Thailand may be known for its open sexual diversity, yet the widespread inequality and discrimination toward its LGBT population were largely ignored until recent years.

In past years, the draft has seen painful episodes with kathoeys verbally and sometimes physically abused by officers and other men. Some have been sexually propositioned or asked to bare their breasts publicly, while others were asked to give massages to or serve male officers.

Ronnapoom presented his survey of news from the past three years about the annual conscription, which begins April 1. Only three of the 72 stories mentioned the challenges LGBT candidates face, such as preparing for blood tests and their treatment by military officers.

A pamphlet on ‘How military officers should treat kathoey draftees’ published by an alliance of LGBT organizations.

A Voice TV commentator suggested that training should be offered, especially for Thai-language reporters, on the guidelines recommended by LGBT and cultural experts.

“Some reporters don’t really understand the issue,” Sirote Klampaiboon said. “They have to realize that they’re telling someone’s story and they don’t need to make a joke of someone.”

Col. Somphol said guidelines went out in recent weeks on proper treatment of transgender recruits, including the need to provide closed, private spaces for examination, not calling them out as “Mr.” or asking inappropriate – or irrelevant – questions about their gender identity.

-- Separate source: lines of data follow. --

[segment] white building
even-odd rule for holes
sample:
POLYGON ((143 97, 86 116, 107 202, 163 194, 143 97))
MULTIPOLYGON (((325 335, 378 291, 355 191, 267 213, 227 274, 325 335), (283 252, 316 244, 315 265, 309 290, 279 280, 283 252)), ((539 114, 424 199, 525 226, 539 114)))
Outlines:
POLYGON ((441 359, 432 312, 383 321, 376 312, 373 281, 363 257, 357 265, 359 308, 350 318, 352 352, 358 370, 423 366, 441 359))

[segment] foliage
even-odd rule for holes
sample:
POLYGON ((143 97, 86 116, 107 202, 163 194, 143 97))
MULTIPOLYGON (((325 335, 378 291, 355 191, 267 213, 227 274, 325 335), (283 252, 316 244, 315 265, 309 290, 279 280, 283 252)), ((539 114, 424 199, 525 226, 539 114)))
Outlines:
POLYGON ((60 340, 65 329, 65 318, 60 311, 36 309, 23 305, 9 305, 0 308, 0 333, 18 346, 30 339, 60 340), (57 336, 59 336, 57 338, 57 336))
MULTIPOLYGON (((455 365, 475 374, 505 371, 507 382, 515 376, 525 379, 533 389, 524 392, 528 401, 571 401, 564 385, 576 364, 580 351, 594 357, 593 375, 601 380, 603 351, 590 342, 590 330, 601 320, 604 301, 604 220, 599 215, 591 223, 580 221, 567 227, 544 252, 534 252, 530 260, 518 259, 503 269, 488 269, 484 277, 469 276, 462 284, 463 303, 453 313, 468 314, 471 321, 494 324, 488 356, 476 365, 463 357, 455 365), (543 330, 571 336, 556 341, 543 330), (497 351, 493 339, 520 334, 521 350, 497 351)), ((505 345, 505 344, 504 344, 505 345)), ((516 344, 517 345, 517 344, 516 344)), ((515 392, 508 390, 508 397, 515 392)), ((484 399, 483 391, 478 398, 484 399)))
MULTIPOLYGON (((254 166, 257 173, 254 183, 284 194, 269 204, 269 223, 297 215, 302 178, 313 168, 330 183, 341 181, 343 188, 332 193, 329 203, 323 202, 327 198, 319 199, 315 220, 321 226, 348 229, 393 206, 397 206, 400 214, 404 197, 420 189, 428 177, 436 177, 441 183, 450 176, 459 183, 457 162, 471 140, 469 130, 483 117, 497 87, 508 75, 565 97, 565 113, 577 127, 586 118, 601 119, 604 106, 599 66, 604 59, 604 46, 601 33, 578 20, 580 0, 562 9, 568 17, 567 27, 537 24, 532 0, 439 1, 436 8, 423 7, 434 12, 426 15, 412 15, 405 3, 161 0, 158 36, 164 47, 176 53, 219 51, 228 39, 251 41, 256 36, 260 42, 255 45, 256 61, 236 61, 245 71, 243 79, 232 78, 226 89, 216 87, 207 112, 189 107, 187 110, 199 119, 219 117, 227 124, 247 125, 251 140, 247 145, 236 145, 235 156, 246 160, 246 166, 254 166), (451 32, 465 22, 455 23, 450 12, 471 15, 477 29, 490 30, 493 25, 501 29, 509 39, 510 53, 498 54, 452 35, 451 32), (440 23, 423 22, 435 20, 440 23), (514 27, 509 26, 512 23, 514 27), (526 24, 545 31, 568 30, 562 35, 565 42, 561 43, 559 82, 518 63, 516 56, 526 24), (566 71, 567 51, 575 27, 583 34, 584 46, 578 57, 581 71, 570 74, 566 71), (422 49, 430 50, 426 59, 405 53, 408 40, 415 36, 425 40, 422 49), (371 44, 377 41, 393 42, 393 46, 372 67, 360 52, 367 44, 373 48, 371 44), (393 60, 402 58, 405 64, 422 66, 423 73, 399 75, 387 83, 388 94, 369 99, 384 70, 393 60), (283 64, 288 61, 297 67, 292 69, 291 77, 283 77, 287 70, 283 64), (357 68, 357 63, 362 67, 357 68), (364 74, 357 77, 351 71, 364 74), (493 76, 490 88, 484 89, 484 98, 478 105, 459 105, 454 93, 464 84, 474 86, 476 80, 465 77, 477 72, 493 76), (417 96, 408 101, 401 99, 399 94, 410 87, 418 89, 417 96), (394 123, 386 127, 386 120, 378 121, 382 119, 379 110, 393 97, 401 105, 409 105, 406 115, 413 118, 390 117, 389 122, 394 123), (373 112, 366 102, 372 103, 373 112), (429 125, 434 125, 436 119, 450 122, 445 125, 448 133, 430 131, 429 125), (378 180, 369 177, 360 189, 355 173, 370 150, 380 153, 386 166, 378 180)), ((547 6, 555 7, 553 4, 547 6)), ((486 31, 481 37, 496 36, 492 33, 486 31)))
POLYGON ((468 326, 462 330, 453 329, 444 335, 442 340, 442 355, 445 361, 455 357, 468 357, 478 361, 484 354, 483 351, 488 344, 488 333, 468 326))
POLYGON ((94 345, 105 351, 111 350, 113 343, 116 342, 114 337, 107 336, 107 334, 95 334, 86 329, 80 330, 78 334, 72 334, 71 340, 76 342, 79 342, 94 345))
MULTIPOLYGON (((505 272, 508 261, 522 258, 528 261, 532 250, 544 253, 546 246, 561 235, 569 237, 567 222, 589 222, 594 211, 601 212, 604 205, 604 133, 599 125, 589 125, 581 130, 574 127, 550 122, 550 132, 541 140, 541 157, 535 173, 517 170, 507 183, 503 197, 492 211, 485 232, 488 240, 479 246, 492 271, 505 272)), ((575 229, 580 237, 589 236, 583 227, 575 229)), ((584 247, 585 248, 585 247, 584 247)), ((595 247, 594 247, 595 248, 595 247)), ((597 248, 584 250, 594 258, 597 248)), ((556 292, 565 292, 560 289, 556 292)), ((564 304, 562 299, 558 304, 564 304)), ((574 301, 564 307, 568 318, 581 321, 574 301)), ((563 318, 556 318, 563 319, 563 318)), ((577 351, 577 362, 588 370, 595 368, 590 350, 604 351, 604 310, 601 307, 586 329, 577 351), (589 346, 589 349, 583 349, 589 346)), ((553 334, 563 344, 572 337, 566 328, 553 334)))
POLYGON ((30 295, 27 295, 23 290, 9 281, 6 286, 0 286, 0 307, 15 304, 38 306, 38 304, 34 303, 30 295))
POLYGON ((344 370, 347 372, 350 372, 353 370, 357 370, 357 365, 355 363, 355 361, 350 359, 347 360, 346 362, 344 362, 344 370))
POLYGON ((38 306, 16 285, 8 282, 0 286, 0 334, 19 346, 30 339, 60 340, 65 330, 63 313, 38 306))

In Thailand, teens are required to register for enlistment before they turn 18. They’re summoned to the conscription lottery when they’re turning 21. If they draw a black card, they go home. If they draw red, they enter the service for two years.

Things have improved. A decade ago, transgenderism was designated a mental illness by the military, which could create problems including future employment prospects. It took a six-year fight by a trans women’s community before the Administrative Court ordered the designation changed to someone whose gender doesn’t match with their sex, or gender dysphoria, so that trans draftees could be exempted.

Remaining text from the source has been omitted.